Avevo riacceso il cellulare e i messaggi che ci avevo trovato erano stati molteplici. Li avevo letti tutti.
Carlotta:
Anita, ti prego, dimmi che succede! Siamo preoccupate....
E ancora,
Anita ma perché fai cosi? Diamine rispondi!!
Cristina, invece, era stata più diretta:
C'entra Luca non è vero? Ti ha detto o fatto qualcosa?!!
Anita, rispondi o giuro che...non mi vuoi costringere alle maniere
forti. Vero?
Era stato poi il turno di Giulia:
Anita...perché ci fai questo? Ti prego, rispondi. Cristina
vuole andare da Luca, è sicura che ti abbia fatto qualcosa. Ma
lo pensiamo un po' tutte...quindi, ti prego, almeno dicci se è
così.
Avevo trovato anche tanti messaggi di mia madre e la sua preoccupazione era stata sempre più crescente.
Tesoro tutto ok? Sto provando a chiamarti. Sei ancora al lavoro?
E poi: Anita, è ovvio che tu non sia più al lavoro. Sono due ore che ti chiamo. Dove sei?.
Rispondiiii
Anita, sono molto preoccupata.
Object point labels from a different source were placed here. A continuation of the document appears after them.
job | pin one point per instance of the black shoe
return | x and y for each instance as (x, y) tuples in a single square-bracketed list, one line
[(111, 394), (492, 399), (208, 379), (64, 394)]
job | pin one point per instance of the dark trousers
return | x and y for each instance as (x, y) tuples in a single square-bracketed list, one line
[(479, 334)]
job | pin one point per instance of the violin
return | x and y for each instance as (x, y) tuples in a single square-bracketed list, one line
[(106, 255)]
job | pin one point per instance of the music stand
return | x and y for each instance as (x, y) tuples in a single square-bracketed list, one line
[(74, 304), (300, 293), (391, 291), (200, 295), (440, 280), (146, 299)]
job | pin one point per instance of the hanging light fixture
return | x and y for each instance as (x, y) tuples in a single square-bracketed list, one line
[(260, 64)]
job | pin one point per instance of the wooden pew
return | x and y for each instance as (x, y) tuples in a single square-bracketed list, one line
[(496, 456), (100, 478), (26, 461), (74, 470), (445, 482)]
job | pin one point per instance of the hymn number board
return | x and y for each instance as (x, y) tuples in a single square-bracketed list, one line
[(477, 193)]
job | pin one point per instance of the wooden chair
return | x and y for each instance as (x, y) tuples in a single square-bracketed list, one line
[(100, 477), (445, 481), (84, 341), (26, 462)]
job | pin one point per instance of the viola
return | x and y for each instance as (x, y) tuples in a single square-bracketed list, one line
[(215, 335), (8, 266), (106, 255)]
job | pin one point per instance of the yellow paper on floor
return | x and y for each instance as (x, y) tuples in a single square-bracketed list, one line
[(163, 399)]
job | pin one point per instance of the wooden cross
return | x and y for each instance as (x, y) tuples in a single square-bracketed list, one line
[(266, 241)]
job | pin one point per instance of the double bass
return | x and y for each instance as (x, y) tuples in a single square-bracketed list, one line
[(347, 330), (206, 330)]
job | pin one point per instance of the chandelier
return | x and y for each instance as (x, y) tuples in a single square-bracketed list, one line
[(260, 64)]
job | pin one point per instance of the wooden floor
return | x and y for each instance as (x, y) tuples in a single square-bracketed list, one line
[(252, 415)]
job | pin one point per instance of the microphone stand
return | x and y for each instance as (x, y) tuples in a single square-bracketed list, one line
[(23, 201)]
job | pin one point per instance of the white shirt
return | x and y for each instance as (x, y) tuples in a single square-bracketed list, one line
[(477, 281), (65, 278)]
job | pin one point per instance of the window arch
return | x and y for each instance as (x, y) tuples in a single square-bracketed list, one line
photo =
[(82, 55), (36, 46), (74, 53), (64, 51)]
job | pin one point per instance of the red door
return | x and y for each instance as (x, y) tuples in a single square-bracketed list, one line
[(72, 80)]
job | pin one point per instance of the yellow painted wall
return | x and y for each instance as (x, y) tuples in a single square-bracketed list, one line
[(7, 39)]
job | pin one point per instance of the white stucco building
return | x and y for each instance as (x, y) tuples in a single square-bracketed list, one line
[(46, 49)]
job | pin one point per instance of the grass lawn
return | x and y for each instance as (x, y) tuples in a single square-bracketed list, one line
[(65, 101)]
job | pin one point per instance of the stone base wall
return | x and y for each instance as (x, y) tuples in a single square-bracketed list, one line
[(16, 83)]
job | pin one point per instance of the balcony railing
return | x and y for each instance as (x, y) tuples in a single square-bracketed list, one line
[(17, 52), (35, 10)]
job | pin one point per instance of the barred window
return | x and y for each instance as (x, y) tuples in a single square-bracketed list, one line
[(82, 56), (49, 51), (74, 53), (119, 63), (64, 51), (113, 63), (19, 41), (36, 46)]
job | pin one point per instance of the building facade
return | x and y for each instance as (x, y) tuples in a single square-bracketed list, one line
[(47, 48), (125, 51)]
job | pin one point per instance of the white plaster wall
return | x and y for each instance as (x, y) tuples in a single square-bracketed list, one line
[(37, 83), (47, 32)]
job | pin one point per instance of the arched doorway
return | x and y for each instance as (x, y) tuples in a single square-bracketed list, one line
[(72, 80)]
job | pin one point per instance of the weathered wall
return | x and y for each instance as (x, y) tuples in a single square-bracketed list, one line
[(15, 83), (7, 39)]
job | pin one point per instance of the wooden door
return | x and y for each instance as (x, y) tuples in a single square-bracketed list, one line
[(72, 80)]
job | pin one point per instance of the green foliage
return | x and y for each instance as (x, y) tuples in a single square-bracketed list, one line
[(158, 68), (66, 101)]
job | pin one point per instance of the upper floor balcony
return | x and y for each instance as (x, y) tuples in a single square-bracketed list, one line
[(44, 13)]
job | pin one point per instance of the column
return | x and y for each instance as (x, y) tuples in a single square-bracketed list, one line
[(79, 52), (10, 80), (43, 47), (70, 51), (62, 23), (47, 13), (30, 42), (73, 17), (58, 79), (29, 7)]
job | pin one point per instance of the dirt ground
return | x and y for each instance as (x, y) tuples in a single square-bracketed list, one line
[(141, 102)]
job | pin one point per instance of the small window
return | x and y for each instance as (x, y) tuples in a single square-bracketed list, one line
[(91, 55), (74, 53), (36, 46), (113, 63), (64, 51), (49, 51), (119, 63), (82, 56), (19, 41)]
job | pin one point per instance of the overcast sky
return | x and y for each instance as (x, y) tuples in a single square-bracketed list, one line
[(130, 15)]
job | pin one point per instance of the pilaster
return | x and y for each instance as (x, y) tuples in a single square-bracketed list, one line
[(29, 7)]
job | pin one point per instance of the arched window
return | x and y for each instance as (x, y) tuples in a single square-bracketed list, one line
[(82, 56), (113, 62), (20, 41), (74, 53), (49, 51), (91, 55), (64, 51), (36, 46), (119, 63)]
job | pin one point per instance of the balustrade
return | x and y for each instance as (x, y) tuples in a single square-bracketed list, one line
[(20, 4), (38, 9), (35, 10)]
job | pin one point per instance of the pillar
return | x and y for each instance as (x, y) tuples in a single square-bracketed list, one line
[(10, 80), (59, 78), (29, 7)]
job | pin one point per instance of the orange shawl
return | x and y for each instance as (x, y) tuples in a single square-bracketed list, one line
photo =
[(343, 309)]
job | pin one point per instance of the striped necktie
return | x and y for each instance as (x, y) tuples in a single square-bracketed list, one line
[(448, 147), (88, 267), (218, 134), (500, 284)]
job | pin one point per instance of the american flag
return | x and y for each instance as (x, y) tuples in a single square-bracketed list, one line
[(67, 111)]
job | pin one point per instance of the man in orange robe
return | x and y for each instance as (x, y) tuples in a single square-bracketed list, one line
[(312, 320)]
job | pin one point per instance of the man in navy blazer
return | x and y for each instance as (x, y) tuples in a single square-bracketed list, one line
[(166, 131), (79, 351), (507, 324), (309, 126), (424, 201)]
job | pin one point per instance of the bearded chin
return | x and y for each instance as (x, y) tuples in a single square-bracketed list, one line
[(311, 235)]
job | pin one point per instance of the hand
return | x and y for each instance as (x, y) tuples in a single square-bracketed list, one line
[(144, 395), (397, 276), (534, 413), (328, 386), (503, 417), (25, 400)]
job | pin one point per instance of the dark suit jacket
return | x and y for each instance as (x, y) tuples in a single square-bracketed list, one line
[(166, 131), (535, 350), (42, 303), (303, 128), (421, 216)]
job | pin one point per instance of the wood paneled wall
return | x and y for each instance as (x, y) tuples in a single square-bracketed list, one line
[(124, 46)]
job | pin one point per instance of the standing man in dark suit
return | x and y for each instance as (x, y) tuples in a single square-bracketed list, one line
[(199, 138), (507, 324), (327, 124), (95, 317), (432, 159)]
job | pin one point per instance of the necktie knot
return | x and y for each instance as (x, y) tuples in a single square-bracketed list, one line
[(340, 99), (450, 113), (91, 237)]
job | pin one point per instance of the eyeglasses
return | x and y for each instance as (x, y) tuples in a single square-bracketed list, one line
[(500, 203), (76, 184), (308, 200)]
Rispondi. È successo qualcosa?! Non è da te...
I suoi messaggi si erano protratti per giorni interi, così come
quelli delle ragazze, di Nicola e Maria. Sembravano tutti uguali,
mentre mi chiedevano perché non rispondevo, che fine avessi
fatto, cosa mi fosse successo.
Anche Arianna si era preoccupata per me, avevo trovato anche un suo messaggio.
Ehi, Anita :)
Come stai? Ti sei ripresa da questa brutta influenza?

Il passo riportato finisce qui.